Overview

Accurate pesticide detection is crucial for ensuring food safety and environmental protection, but traditional colorimetric test strips rely heavily on human visual interpretation.

Due to differences in vision, lighting conditions, and even color vision (such as color blindness), it often leads to misjudgment of color intensity, thereby causing inaccurate estimation of pesticide concentration. Moreover, for many users, especially farmers in rural areas, this process may also cause subjective bias.

Thus, we developed a machine learning-based smartphone detection software to automate the entire color recognition and quantification process.
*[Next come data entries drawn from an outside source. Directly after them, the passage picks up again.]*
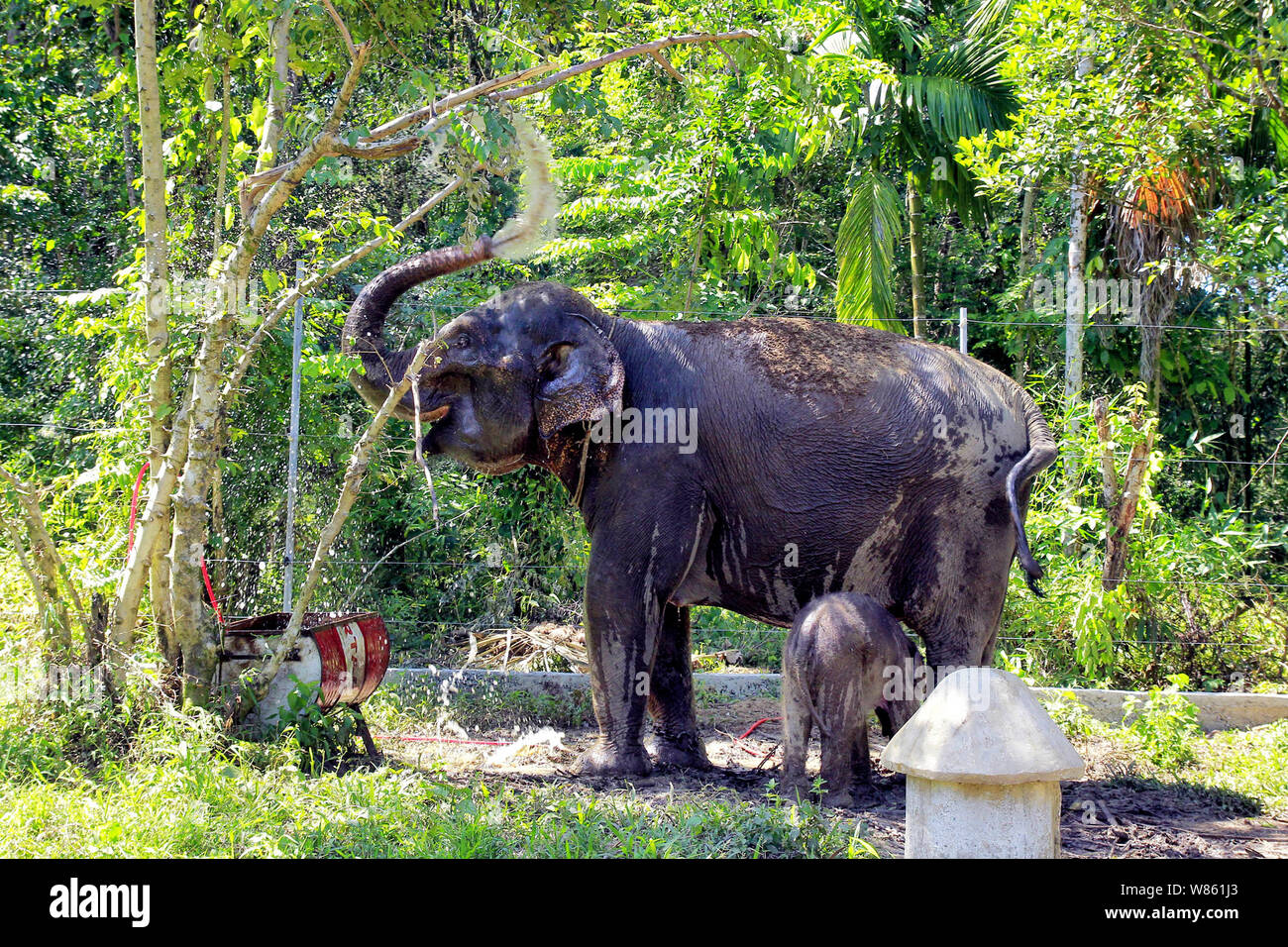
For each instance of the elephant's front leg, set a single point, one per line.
(675, 728)
(623, 620)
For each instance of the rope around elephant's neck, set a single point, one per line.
(581, 474)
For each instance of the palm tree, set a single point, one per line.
(926, 95)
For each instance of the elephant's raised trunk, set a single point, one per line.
(365, 326)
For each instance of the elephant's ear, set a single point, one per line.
(581, 380)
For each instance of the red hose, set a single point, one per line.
(449, 740)
(134, 515)
(764, 719)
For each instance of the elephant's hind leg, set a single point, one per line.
(675, 728)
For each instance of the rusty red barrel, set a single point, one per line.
(344, 655)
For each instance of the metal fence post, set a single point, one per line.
(292, 463)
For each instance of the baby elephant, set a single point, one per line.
(842, 652)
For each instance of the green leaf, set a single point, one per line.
(864, 247)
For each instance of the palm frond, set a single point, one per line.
(864, 248)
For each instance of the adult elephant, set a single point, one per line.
(827, 458)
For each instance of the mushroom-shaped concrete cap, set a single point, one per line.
(983, 725)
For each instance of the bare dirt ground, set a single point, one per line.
(1112, 813)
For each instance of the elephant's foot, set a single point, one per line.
(605, 759)
(683, 753)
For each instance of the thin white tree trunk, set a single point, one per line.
(156, 324)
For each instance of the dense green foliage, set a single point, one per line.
(728, 193)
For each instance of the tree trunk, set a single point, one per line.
(917, 261)
(1121, 502)
(278, 93)
(114, 29)
(156, 322)
(1076, 291)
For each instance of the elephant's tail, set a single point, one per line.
(794, 669)
(1042, 453)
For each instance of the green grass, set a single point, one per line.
(1166, 746)
(167, 785)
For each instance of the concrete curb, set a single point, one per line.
(1218, 711)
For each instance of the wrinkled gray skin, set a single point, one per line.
(829, 458)
(844, 657)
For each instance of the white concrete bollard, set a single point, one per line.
(984, 763)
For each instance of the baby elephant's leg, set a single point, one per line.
(837, 763)
(862, 757)
(797, 728)
(863, 789)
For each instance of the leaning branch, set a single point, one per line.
(284, 304)
(498, 89)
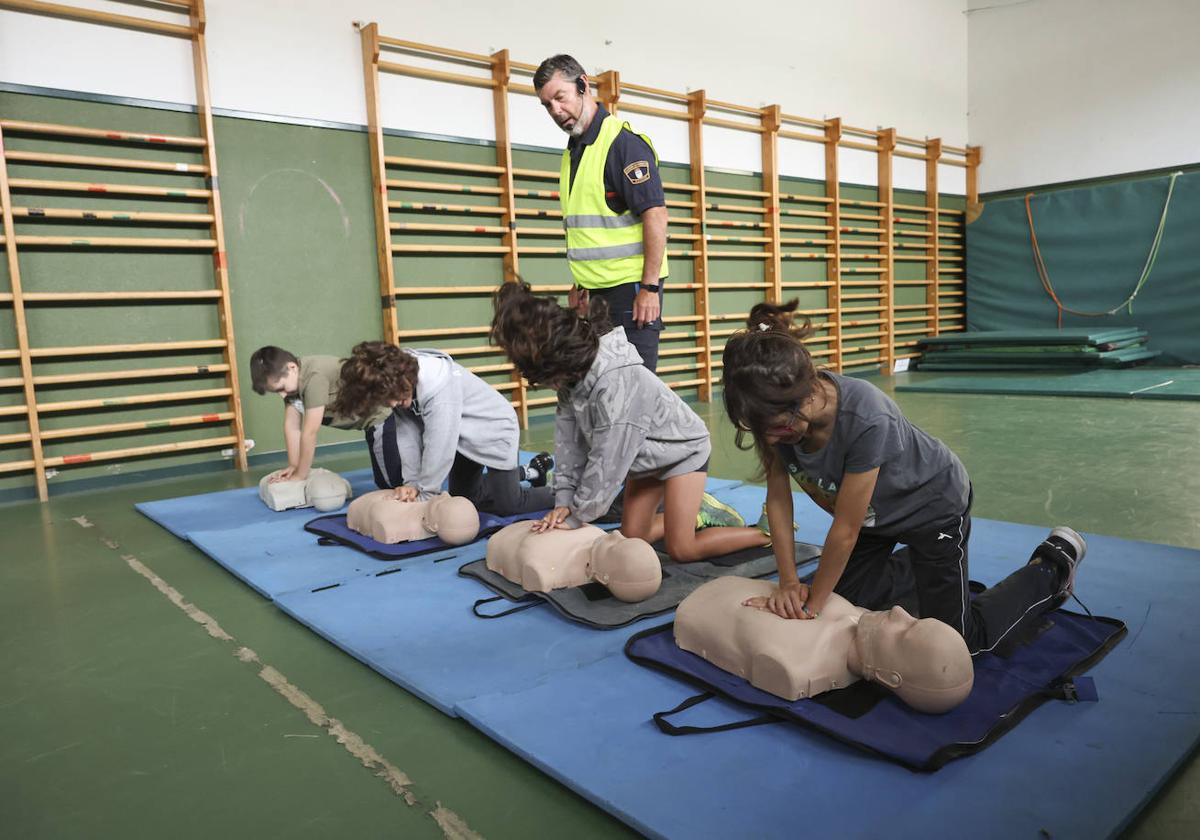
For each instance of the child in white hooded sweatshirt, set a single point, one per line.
(617, 424)
(445, 424)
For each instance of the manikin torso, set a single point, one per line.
(763, 648)
(925, 663)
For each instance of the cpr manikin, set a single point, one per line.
(322, 490)
(563, 558)
(385, 519)
(925, 663)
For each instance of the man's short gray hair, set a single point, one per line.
(563, 64)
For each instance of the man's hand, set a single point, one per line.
(406, 493)
(555, 519)
(646, 307)
(787, 601)
(282, 474)
(579, 300)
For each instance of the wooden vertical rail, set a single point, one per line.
(220, 259)
(933, 154)
(18, 313)
(774, 269)
(973, 159)
(887, 280)
(833, 265)
(696, 108)
(609, 90)
(502, 71)
(379, 184)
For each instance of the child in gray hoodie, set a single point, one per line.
(616, 424)
(445, 424)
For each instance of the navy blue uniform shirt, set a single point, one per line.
(631, 178)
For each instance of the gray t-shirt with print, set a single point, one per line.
(921, 480)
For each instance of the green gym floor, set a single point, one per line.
(148, 693)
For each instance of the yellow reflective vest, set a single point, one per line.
(604, 249)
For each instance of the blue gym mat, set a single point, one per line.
(1078, 771)
(232, 509)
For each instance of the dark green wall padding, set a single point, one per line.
(1095, 241)
(300, 238)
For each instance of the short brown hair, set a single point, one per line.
(375, 373)
(268, 363)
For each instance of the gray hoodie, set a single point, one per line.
(621, 420)
(453, 412)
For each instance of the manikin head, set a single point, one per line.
(327, 491)
(454, 519)
(924, 663)
(629, 568)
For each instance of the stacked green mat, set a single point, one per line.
(1066, 349)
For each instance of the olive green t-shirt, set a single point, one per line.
(318, 389)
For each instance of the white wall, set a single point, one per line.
(1069, 89)
(874, 63)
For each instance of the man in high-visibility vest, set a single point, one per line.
(613, 209)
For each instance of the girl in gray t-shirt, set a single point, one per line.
(885, 481)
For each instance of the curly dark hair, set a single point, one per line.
(767, 372)
(373, 373)
(549, 343)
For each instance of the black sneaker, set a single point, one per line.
(543, 462)
(1068, 546)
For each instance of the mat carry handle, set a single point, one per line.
(667, 727)
(521, 605)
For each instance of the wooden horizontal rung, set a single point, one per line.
(55, 10)
(442, 166)
(436, 75)
(805, 241)
(138, 373)
(439, 186)
(47, 159)
(53, 130)
(105, 297)
(112, 349)
(444, 331)
(112, 215)
(139, 451)
(802, 227)
(135, 400)
(737, 208)
(729, 191)
(16, 466)
(136, 426)
(105, 189)
(448, 208)
(801, 197)
(449, 228)
(155, 243)
(449, 249)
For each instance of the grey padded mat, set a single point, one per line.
(594, 605)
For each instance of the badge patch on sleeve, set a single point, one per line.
(639, 172)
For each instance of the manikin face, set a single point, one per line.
(924, 661)
(565, 105)
(287, 384)
(629, 568)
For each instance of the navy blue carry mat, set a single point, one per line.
(331, 529)
(865, 715)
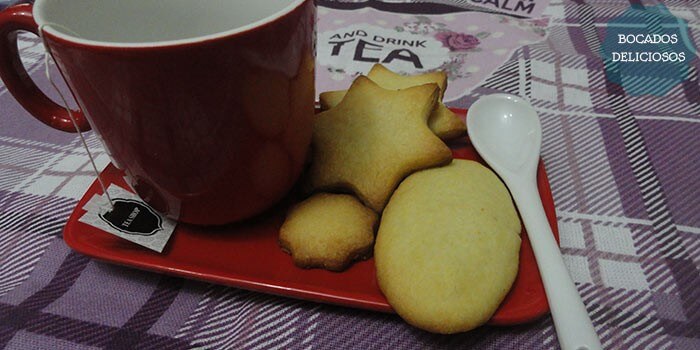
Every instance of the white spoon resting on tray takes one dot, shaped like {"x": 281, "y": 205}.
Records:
{"x": 506, "y": 132}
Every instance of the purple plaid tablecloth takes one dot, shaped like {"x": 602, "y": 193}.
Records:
{"x": 624, "y": 170}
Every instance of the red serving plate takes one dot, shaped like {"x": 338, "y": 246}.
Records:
{"x": 246, "y": 255}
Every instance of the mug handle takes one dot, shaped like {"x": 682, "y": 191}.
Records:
{"x": 18, "y": 81}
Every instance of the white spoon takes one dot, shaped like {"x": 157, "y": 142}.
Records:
{"x": 506, "y": 132}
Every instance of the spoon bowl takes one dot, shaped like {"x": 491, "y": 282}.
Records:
{"x": 509, "y": 132}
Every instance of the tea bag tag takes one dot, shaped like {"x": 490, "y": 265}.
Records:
{"x": 129, "y": 217}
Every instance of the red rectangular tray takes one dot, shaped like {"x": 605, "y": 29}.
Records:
{"x": 247, "y": 255}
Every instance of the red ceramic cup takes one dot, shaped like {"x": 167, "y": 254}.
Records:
{"x": 206, "y": 105}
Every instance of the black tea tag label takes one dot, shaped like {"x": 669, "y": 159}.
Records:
{"x": 129, "y": 218}
{"x": 133, "y": 217}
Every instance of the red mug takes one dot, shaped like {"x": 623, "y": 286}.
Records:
{"x": 207, "y": 106}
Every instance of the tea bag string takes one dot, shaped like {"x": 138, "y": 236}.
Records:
{"x": 47, "y": 72}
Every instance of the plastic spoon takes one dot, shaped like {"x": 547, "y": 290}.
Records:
{"x": 506, "y": 132}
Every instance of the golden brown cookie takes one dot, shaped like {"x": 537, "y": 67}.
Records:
{"x": 443, "y": 122}
{"x": 373, "y": 139}
{"x": 329, "y": 231}
{"x": 447, "y": 247}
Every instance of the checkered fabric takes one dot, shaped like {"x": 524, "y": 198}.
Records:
{"x": 623, "y": 171}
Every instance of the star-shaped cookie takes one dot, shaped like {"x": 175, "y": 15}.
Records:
{"x": 373, "y": 139}
{"x": 443, "y": 122}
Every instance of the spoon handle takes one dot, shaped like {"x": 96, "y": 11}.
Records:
{"x": 574, "y": 328}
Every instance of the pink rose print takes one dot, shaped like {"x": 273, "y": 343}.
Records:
{"x": 457, "y": 41}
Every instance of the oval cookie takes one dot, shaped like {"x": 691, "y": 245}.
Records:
{"x": 447, "y": 248}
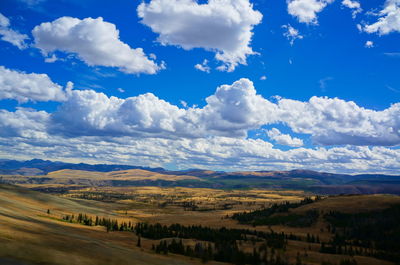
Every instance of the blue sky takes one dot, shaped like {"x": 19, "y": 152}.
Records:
{"x": 278, "y": 84}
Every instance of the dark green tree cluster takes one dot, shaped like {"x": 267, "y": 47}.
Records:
{"x": 264, "y": 216}
{"x": 221, "y": 251}
{"x": 374, "y": 233}
{"x": 158, "y": 231}
{"x": 109, "y": 224}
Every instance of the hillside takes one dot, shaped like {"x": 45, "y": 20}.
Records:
{"x": 28, "y": 235}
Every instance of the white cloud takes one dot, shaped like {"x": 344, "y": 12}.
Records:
{"x": 94, "y": 41}
{"x": 389, "y": 19}
{"x": 203, "y": 66}
{"x": 10, "y": 35}
{"x": 231, "y": 111}
{"x": 369, "y": 44}
{"x": 51, "y": 59}
{"x": 332, "y": 121}
{"x": 306, "y": 10}
{"x": 291, "y": 34}
{"x": 24, "y": 87}
{"x": 355, "y": 6}
{"x": 23, "y": 122}
{"x": 224, "y": 27}
{"x": 146, "y": 130}
{"x": 284, "y": 139}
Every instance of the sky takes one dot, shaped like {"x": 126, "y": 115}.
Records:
{"x": 218, "y": 84}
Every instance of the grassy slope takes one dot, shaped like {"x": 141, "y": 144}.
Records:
{"x": 28, "y": 234}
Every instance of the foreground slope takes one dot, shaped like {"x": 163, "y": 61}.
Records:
{"x": 28, "y": 235}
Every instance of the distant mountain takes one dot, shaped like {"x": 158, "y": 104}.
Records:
{"x": 36, "y": 172}
{"x": 40, "y": 167}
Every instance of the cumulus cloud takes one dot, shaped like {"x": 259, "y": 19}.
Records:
{"x": 23, "y": 122}
{"x": 306, "y": 10}
{"x": 231, "y": 111}
{"x": 332, "y": 121}
{"x": 203, "y": 66}
{"x": 224, "y": 27}
{"x": 90, "y": 126}
{"x": 355, "y": 6}
{"x": 14, "y": 37}
{"x": 388, "y": 21}
{"x": 94, "y": 41}
{"x": 284, "y": 139}
{"x": 217, "y": 153}
{"x": 25, "y": 87}
{"x": 291, "y": 33}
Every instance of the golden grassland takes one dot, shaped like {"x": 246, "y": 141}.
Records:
{"x": 29, "y": 234}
Our software part is aimed to create a portable pesticide detection platform. The biosensor is composed of AChE fixed on gold nanoparticles, which will produce a colorimetric reaction when exposed to samples containing pesticides. The smartphone application is built with Flutter to enable cross-platform deployment and functions as an analysis and visualization interface. The application processes the visual data from the biosensor through computer vision and colorimetric algorithms to quantify the pesticide concentration.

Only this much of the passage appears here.